I'm very new to this space, but from what I've read I'm not sure I understand what the process of variant calling looks like -- if we're given a reference genome, and then a specific genome of interest, what makes finding variants, which are just differences from the reference, so hard to identify?
For example, at a specific location the sequence, why is it wrong to simply take the majority of whatever bp is there and say "at this position, we are __% confident that individual X has this bp"? And since you would expect see heterozygosity at many loci, what does it even mean if you see "60% A and 40% T" at a given location?
It seems like alignment would be the actual tricky part of the process, not the 'calling' part.
I think i'm probably making some faulty assumptions or do not fully understand the problem, and I'd appreciate any explanation.

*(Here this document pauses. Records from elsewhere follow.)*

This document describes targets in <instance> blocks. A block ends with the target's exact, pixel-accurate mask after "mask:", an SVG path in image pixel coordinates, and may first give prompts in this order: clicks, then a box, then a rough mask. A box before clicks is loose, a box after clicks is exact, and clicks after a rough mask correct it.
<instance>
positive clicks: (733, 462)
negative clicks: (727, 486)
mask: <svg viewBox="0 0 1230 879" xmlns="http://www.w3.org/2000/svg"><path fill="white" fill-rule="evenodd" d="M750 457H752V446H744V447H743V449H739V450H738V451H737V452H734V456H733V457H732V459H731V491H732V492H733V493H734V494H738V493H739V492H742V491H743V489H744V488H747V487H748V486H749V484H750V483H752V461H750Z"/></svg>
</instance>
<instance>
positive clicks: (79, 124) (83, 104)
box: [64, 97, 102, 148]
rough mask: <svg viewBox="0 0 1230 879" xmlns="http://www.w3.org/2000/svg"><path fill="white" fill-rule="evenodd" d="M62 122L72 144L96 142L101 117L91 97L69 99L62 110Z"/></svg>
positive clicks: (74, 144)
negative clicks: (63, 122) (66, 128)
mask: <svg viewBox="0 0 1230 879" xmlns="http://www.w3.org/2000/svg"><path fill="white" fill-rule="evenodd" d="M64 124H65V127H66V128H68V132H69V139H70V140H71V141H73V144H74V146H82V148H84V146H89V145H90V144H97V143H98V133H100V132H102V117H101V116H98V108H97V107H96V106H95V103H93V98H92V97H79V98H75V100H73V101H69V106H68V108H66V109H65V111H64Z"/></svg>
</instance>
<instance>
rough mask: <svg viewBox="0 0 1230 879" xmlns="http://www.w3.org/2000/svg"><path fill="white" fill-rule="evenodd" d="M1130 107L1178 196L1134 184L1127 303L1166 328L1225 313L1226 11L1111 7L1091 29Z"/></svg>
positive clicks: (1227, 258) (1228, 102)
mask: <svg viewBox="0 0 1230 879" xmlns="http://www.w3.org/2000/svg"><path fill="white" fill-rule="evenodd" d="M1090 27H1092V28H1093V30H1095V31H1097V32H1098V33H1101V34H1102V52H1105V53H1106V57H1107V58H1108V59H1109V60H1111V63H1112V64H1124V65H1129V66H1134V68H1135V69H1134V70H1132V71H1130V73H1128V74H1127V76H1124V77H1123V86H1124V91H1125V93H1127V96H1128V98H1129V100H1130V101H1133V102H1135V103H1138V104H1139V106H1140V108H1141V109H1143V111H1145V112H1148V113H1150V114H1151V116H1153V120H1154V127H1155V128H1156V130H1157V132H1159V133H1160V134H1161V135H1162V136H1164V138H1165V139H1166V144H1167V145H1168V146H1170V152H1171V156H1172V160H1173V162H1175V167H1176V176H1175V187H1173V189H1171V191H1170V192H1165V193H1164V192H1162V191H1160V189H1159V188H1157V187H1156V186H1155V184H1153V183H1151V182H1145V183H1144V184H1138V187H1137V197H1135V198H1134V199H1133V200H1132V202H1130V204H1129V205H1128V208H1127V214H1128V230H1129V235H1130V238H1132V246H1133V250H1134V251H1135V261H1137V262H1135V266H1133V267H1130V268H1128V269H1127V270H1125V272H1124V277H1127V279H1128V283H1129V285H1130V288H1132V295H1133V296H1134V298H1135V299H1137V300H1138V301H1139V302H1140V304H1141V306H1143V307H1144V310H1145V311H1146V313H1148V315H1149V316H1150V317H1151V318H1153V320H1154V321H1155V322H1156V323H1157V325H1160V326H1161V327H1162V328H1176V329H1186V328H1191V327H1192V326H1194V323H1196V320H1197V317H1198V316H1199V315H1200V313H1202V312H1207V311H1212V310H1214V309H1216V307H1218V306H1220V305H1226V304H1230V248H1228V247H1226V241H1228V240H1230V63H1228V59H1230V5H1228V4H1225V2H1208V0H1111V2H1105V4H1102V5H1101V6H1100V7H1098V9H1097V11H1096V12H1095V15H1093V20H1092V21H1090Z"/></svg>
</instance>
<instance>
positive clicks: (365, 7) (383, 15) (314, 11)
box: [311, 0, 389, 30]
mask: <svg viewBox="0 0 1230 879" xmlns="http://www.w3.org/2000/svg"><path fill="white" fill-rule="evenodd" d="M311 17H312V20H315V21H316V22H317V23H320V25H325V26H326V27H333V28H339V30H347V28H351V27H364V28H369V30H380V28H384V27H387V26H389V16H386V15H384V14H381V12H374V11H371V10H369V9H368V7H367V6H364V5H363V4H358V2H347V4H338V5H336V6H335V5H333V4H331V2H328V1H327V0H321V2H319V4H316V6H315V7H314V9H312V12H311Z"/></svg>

It's worth noting that this inherent representational ambiguity is also why _matching_ variants (for example looking up called variants in a variant database, intersecting two variant call sets to find common vs different variants, evaluating variant caller accuracy with respect to a gold standard benchmark dataset such as GIAB) is not as straight forward as people think. The most accurate variant comparisons require haplotype awareness (e.g. using a tool such as rtg vcfeval or hap.py).
Even something as apparently simple as classifying a variant is a SNP vs Indel can be confounded by this, see the example under "Benchmarking performance for SNPs versus indels" in the vcfeval manual.